What You Need to Know about upcoming changes with HMRC and Making Tax Digital

Making Tax Digital for Income Tax Self Assessment is getting closer, and it will change how many yoga teachers keep records and report to HMRC. Here is a clear, practical guide drawn from the episode notes and conversation with Jessica Garbett of Yogi Tax.

What is Making Tax Digital, in plain English

Two core shifts:

  1. Digital record-keeping: you must keep your books digitally, either in a spreadsheet that can connect to HMRC using “bridging” software, or in bookkeeping software.
  2. Quarterly submissions: you must send a simple quarterly data upload to HMRC directly from software. This is a snapshot, not a full tax return.

Payment dates do not change. You still settle your bill by 31 January, with a 31 July payment on account when applicable.

Who is affected (and who is not)

MTD for VAT has existed since 2019, but this new phase targets individuals with:

  • Self-employment income (e.g., teaching classes, workshops, retreats, trainings), and or
  • Property rental income.

It does not apply to limited companies for this phase.

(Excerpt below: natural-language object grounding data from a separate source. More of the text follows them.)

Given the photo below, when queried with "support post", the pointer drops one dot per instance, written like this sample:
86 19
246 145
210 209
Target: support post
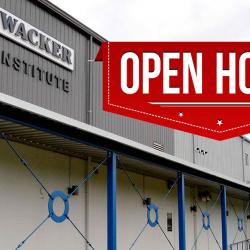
181 211
111 206
224 217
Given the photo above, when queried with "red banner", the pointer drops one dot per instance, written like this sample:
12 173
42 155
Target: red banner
197 87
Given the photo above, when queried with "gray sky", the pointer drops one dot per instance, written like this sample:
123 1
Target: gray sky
163 20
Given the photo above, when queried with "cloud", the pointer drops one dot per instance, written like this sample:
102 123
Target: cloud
162 20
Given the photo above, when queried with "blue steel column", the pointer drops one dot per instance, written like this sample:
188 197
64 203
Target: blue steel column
181 211
111 206
224 217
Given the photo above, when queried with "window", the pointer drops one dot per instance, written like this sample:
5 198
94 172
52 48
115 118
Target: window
246 160
169 222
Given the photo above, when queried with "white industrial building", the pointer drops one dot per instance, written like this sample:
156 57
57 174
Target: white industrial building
55 136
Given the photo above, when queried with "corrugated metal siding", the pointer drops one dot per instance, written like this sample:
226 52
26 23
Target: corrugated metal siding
222 156
246 150
139 131
184 145
29 89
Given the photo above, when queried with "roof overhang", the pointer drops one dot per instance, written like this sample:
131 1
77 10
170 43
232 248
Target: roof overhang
60 126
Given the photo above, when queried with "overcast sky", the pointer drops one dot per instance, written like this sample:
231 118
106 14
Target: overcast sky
163 20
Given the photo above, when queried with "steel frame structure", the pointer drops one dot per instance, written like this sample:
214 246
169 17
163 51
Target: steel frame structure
113 147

However, if you run a limited company and also have separate self-employment or rental income as an individual, your individual income can bring you into scope.

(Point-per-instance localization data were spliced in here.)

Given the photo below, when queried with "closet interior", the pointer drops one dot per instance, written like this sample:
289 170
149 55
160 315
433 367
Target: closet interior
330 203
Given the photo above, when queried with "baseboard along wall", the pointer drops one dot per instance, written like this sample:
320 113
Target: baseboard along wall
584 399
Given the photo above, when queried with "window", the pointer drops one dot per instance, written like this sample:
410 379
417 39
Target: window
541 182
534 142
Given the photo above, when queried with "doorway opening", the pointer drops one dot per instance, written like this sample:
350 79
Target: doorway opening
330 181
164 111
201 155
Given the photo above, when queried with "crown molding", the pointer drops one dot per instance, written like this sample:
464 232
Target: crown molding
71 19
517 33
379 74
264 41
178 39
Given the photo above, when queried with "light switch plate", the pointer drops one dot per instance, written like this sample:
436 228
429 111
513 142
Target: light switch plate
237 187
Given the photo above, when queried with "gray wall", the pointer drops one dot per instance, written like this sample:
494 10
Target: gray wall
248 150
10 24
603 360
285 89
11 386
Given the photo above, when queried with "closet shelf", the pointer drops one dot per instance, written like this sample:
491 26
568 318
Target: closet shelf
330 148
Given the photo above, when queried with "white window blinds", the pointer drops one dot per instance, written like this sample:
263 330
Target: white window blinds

Thresholds and timelines you need to map now

MTD entry is triggered by combined gross turnover from self-employment plus property rents (before expenses):

  • From April 2026: threshold £50,000, assessed on your 2024 to 2025 figures.
  • From April 2027: threshold £30,000, assessed on your 2025 to 2026 figures.
  • From April 2028: threshold £20,000.

Once in, to fall back out you need three consecutive years below the prevailing threshold, which in practice will mean three years below £20,000 as thresholds reduce.

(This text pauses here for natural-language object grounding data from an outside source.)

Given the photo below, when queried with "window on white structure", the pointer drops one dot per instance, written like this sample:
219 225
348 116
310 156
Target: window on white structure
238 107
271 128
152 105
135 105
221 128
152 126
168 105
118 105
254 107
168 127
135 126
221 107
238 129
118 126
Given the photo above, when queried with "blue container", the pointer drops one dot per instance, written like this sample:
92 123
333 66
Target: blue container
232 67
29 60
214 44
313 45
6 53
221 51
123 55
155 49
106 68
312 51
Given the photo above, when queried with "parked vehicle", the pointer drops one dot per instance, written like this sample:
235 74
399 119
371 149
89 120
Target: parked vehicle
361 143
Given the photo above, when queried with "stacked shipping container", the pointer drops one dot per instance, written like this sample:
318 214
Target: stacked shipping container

Quarterly cadence: what actually happens

  • First MTD quarter runs 6 April to 5 July.
  • You then submit your software snapshot around mid-July.
  • Repeat each quarter.
  • Your annual self-assessment and payment timetable remain as now.

Spreadsheets, software, and bank feeds

You can:

  • Stay with spreadsheets but you’ll need bridging software to connect to HMRC.
  • Use bookkeeping software. Many teachers like FreeAgent for the right mix of features and price. It connects to most bank accounts. Customers of NatWest Group banks (Metal, NatWest, RBS) can often access FreeAgent at no additional cost.
  • Some banks may offer their own tools; approach free or ultra-simple options cautiously. HMRC will not provide its own bookkeeping or bridging software.

If you are likely to cross £50,000, start setting up now and practise a few months so your first July submission is smooth.

Retreats, deposits, and timing of income

HMRC increasingly defaults to cash accounting for small businesses: you recognise income when you receive it.

  • For long-lead retreats with deposits and staged payments, that means recognising income as cash lands.
  • If a one-off retreat creates a mismatch of income and expenses across tax years, accruals accounting can be used to match them, but most teachers will remain on cash accounting for regular annual programmes.

Penalties and common pitfalls

A new points-based regime will penalise repeated missed or very late quarterly submissions. Minor bookkeeping errors are typically corrected in the next quarter; the real risk is not filing or filing very late.

Expect a brown-envelope notice around February before your start date, but that leaves little time. Map your threshold and prepare earlier.

Why HMRC is doing this

The quarterly data may not be actively used at first, but the wider aim is to standardise digital records, improve data quality, and shift processing from HMRC to taxpayers, reducing the “shoebox of receipts” era and discouraging the informal cash economy.

A simple action plan

  1. Check your turnover now: add up gross self-employed income plus any rents to see which start date you’re heading toward.
  2. Choose your tool: spreadsheet plus bridging, or software such as FreeAgent. Confirm bank-feed compatibility.
  3. Begin early: practise the workflow before your first mandated quarter.
  4. Set quarterly habits: reconcile bank, capture receipts, review income timing for retreats, and submit on time.
  5. Stay educated: guidance in the media can be patchy; get clear, sector-specific updates.